Coronavirus in Ohio Thursday update: More than 700 deaths reported after ODH adjusts totals

Ohio Headlines

COLUMBUS (WCMH) — Gov. Mike DeWine provided updates Thursday on COVID-19 and vaccination efforts in Ohio.

As of Feb. 11, a total of 931,437 (+2,806) cases have been reported in Ohio since the pandemic began, leading to 12,577 (+721) deaths and 48,269 (+189) hospitalizations. A total of 1,161,056 Ohioans — 9.93% of the state’s population — have started the vaccination process. 

Governor Mike DeWine made several key announcements for Ohioans Thursday, touching base on the statewide curfew to more folks eligible for the vaccine.

“So, the curfew actually expired officially at noon today so there’s no curfew,” said DeWine, talking about the end of the statewide curfew.

DeWine said he wanted to see if the confirmed hospitalizations related to COVID-19 dropped below 2,500 for seven straight days. Here are the counts for the past seven days:

  • Feb. 5: 2,172
  • Feb. 6: 2,026
  • Feb. 7: 1,969
  • Feb. 8: 2,011
  • Feb. 9: 1,980
  • Feb. 10: 1,924
  • Feb. 11: 1,862

But it’s something that could come back, depending on what happens in the future with the coronavirus.

“Understanding that it’s a lagging indicator,” DeWine said, pointing at COVID hospitalizations. “And the trend line is what you look at. Where’s the movement? movement’s down now, it’s great what’s going to happen in the future we don’t think we know”

“We had a big surge in deaths they all did not get reconciled the way it should have happened,” DeWine said, addressing the 4 thousand unreported coronavirus deaths.

The state says an error was made and over the next few days, those unreported deaths will be tacked on until we’re back on track. For example, Thursday’s numbers for total deaths were 721.
DeWine says 650 of those are from reconciliation, so 71 would have been the normal cases that would have come in.

There’s another group of people who will be added to the vaccination list next week, this one isn’t dependent on age.

Those who have conditions from childhood that would make them high risk for COVID are conditions like severe asthma or heart defects, down syndrome, and cystic fibrosis to name a few.
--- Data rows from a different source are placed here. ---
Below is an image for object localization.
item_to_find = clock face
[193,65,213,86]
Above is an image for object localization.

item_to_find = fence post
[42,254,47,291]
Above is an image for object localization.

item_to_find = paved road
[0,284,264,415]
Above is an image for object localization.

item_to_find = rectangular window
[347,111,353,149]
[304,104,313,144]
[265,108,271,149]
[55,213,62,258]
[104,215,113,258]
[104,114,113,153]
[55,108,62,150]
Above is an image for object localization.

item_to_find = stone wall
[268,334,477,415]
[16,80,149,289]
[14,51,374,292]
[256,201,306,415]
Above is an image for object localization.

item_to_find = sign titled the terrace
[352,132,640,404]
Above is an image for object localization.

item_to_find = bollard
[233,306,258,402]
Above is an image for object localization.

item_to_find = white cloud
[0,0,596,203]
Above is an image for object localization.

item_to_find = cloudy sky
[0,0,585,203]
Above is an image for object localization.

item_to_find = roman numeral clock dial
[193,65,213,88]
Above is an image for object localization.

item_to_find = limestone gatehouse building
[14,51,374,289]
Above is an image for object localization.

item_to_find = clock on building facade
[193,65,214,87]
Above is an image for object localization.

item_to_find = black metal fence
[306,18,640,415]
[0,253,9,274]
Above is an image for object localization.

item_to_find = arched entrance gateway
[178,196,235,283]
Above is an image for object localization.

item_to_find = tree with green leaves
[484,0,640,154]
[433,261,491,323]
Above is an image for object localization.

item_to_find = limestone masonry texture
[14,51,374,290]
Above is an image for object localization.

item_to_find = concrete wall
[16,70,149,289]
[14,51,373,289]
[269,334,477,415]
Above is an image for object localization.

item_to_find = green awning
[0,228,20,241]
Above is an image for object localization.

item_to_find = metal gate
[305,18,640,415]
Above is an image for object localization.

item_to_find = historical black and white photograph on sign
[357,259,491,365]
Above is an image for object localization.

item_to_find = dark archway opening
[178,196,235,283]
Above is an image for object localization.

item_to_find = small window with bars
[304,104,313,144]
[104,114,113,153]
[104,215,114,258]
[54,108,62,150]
“We did not want to create barriers. When we talked how we were going to do this, do we require a doctor’s certificate, do we make them go in? And we just looked at this and said, look all you’re going to be doing is disadvantaging a poorer person or someone who can’t go through these barriers,” talking about how they chose this group.
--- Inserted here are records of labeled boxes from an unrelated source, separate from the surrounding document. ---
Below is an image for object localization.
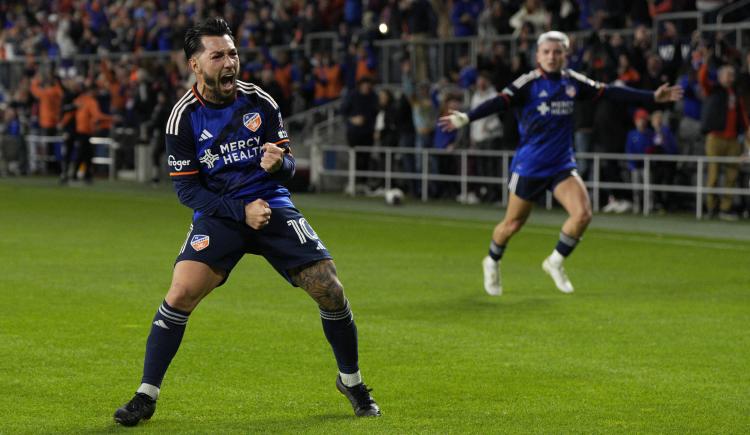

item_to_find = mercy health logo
[198,148,219,169]
[167,154,190,172]
[198,128,214,142]
[190,234,210,251]
[536,101,575,116]
[242,112,262,133]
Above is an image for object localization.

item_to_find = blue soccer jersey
[469,69,654,178]
[166,81,294,221]
[500,69,604,177]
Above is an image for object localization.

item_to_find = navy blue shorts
[175,207,332,285]
[508,168,578,201]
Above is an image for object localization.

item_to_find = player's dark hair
[183,17,234,59]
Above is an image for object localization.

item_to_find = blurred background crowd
[0,0,750,216]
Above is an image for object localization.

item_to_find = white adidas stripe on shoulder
[237,80,279,110]
[563,69,601,88]
[513,70,541,89]
[167,93,198,135]
[237,80,279,110]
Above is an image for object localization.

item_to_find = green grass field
[0,179,750,434]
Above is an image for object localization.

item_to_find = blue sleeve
[625,130,638,154]
[469,94,510,121]
[662,127,680,154]
[270,154,297,183]
[258,91,296,181]
[166,114,245,222]
[603,86,654,103]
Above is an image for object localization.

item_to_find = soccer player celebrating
[114,18,380,426]
[439,31,682,296]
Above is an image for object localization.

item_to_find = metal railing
[310,145,750,219]
[24,134,120,180]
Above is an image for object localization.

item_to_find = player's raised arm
[260,96,296,182]
[654,83,685,103]
[438,88,513,131]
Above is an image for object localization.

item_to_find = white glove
[448,110,469,129]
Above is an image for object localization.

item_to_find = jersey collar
[191,83,237,109]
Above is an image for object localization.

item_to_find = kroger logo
[167,154,190,171]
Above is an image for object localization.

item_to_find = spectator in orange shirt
[698,50,750,220]
[75,80,114,183]
[31,72,63,172]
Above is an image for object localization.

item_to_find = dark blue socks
[555,231,580,257]
[490,240,505,261]
[141,301,190,390]
[320,301,359,374]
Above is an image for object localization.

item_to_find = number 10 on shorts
[286,218,325,249]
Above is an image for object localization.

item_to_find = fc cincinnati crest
[190,234,210,251]
[242,112,261,133]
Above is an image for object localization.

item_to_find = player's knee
[503,219,525,235]
[315,280,346,311]
[573,207,592,227]
[165,283,206,312]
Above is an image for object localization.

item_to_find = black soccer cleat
[115,393,156,426]
[336,376,380,417]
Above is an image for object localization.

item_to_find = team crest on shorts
[242,112,261,133]
[190,234,210,251]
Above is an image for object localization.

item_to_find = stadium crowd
[0,0,750,217]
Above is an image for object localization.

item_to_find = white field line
[317,210,750,251]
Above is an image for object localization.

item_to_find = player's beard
[203,71,237,103]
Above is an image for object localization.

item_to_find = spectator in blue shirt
[646,110,680,212]
[625,109,654,213]
[451,0,484,37]
[430,94,461,198]
[677,63,704,154]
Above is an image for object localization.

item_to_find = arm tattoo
[289,260,345,311]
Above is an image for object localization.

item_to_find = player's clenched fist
[245,199,271,230]
[260,142,284,174]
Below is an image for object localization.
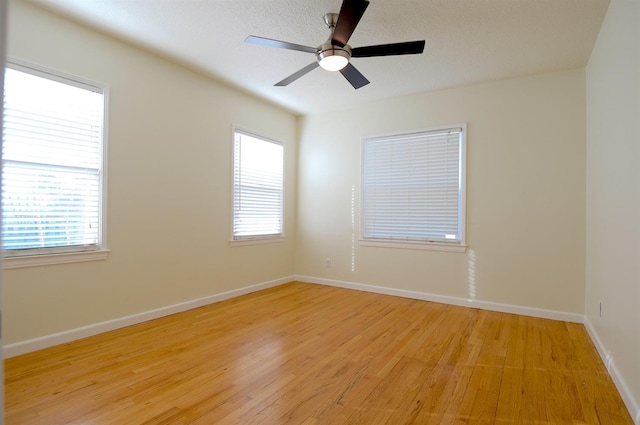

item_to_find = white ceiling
[30,0,609,114]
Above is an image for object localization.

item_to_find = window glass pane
[2,64,104,255]
[362,129,464,243]
[233,132,284,239]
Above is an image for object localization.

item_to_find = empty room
[2,0,640,425]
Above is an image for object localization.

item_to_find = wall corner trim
[3,276,294,358]
[295,276,584,323]
[584,316,640,425]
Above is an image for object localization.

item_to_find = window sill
[360,239,467,252]
[2,249,109,269]
[229,236,284,247]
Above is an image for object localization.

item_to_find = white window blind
[362,128,464,244]
[2,67,104,256]
[233,131,284,240]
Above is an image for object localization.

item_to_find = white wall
[586,0,640,423]
[2,1,297,344]
[296,70,585,314]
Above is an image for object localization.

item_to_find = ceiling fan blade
[331,0,369,47]
[351,40,424,58]
[340,63,369,89]
[244,35,317,53]
[274,62,320,87]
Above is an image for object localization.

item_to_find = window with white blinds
[233,130,284,240]
[2,65,104,257]
[362,126,465,245]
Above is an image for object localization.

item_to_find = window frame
[359,123,467,252]
[229,126,286,247]
[0,57,109,269]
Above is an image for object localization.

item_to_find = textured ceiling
[30,0,609,114]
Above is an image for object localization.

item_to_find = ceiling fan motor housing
[316,13,351,71]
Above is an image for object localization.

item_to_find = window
[233,130,284,240]
[2,64,106,258]
[362,125,465,251]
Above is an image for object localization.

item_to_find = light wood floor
[5,283,633,425]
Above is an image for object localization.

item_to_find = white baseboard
[3,276,295,358]
[3,275,640,425]
[295,276,584,323]
[584,316,640,425]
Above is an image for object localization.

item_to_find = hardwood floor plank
[5,282,633,425]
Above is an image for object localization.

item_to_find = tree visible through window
[2,65,104,256]
[233,131,284,240]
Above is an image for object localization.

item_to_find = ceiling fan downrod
[316,13,351,71]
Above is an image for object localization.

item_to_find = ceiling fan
[245,0,425,89]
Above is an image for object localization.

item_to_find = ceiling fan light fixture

All Ohioans 65 and up are eligible to get the vaccine.

The public health advisory map remained unchanged for the third straight week. Franklin and its surrounding counties are at level 3, or red. As long as the counties remain defined as high incidence by the CDC, they cannot drop to a lower level.
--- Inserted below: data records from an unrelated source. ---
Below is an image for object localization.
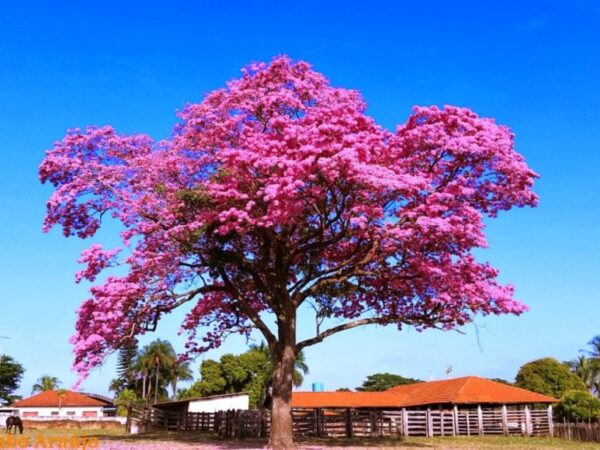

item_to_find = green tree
[134,339,177,402]
[356,372,422,391]
[31,375,62,394]
[567,355,600,392]
[0,355,25,405]
[515,358,586,398]
[115,389,141,417]
[556,390,600,422]
[178,344,309,407]
[167,360,194,398]
[109,341,138,396]
[586,336,600,396]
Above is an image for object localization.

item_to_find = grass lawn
[0,429,600,450]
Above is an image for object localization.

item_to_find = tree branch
[297,317,406,351]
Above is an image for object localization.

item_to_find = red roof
[292,377,558,408]
[12,391,104,408]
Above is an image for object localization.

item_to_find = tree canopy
[31,375,62,394]
[0,355,25,405]
[40,56,537,446]
[556,390,600,422]
[356,372,423,391]
[515,358,586,398]
[179,344,309,407]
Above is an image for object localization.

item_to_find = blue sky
[0,0,600,394]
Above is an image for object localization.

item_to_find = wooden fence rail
[128,406,552,438]
[554,422,600,442]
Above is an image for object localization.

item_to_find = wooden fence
[128,407,553,438]
[554,422,600,442]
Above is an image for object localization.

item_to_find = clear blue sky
[0,0,600,394]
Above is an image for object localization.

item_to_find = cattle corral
[128,406,553,438]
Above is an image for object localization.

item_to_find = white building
[153,393,250,412]
[11,390,114,419]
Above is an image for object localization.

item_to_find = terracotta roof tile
[292,377,558,408]
[12,391,104,408]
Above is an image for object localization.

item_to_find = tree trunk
[270,324,296,450]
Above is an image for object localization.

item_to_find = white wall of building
[188,394,250,412]
[16,406,104,418]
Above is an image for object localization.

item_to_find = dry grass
[4,429,600,450]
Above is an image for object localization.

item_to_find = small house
[11,390,114,419]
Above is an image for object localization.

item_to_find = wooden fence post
[502,405,508,436]
[345,408,352,438]
[548,404,554,437]
[425,408,433,437]
[315,408,323,437]
[125,400,133,433]
[525,405,532,436]
[452,405,460,436]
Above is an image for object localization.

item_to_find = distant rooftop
[292,376,558,408]
[11,391,106,408]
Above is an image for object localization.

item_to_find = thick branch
[297,317,405,351]
[218,268,277,347]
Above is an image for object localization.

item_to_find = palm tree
[584,336,600,396]
[168,360,194,398]
[31,375,62,394]
[567,355,596,390]
[135,339,177,403]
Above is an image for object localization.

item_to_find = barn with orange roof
[292,376,558,436]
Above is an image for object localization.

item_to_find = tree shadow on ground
[88,431,434,450]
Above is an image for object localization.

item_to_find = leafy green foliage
[515,358,586,398]
[0,355,25,405]
[178,344,308,407]
[556,390,600,422]
[31,375,62,393]
[356,372,422,391]
[115,389,141,417]
[110,341,138,397]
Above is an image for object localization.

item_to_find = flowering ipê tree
[40,57,537,448]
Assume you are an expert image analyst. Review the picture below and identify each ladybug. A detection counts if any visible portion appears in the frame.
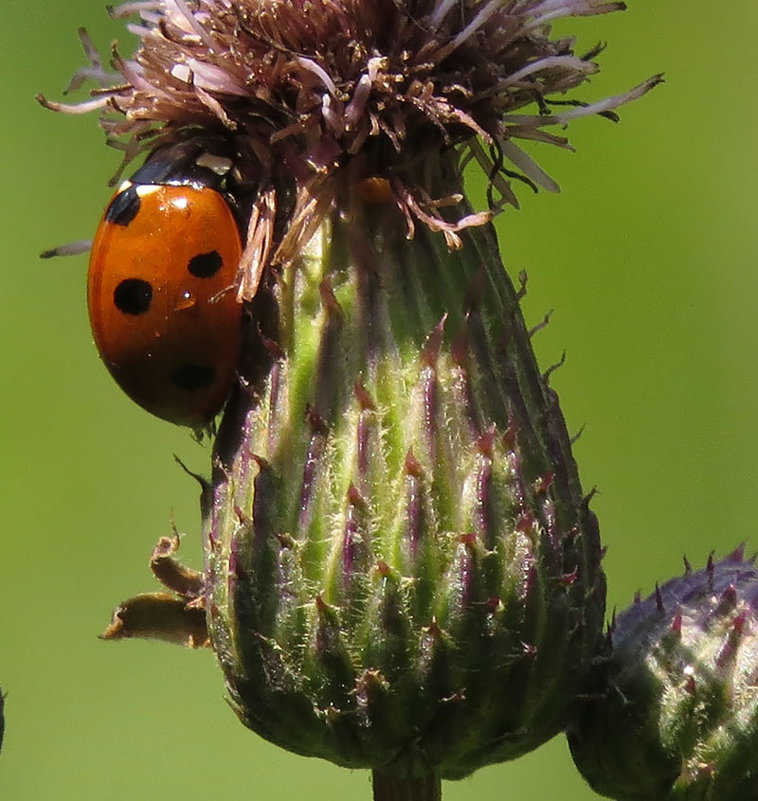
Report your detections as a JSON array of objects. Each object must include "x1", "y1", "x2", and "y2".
[{"x1": 87, "y1": 143, "x2": 243, "y2": 429}]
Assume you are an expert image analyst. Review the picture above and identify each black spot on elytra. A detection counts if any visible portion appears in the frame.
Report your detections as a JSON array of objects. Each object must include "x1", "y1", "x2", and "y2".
[
  {"x1": 171, "y1": 363, "x2": 216, "y2": 392},
  {"x1": 105, "y1": 186, "x2": 142, "y2": 226},
  {"x1": 187, "y1": 250, "x2": 224, "y2": 278},
  {"x1": 113, "y1": 278, "x2": 153, "y2": 315}
]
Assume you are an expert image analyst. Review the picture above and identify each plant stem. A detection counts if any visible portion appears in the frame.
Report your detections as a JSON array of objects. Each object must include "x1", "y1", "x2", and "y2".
[{"x1": 372, "y1": 771, "x2": 442, "y2": 801}]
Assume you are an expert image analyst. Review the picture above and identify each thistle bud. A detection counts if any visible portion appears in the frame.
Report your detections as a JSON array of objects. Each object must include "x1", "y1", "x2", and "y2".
[
  {"x1": 569, "y1": 548, "x2": 758, "y2": 801},
  {"x1": 42, "y1": 0, "x2": 660, "y2": 787},
  {"x1": 206, "y1": 191, "x2": 604, "y2": 778}
]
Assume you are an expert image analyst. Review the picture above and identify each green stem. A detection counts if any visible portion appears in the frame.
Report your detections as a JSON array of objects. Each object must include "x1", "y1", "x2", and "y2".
[{"x1": 372, "y1": 771, "x2": 442, "y2": 801}]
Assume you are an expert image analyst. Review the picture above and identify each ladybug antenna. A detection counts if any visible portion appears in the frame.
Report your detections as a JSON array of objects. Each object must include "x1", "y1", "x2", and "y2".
[{"x1": 39, "y1": 239, "x2": 92, "y2": 259}]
The state is in the process of vaccinating the school workforce, residents 65 and older, and those with certain medical disorders. DeWine said the state is going to leave vaccinations open for those groups for several weeks because of the limited supply. He said that as vaccine supply increases, it will be made available at more locations, including hospitals, pharmacies and eventually mass-vaccination sites.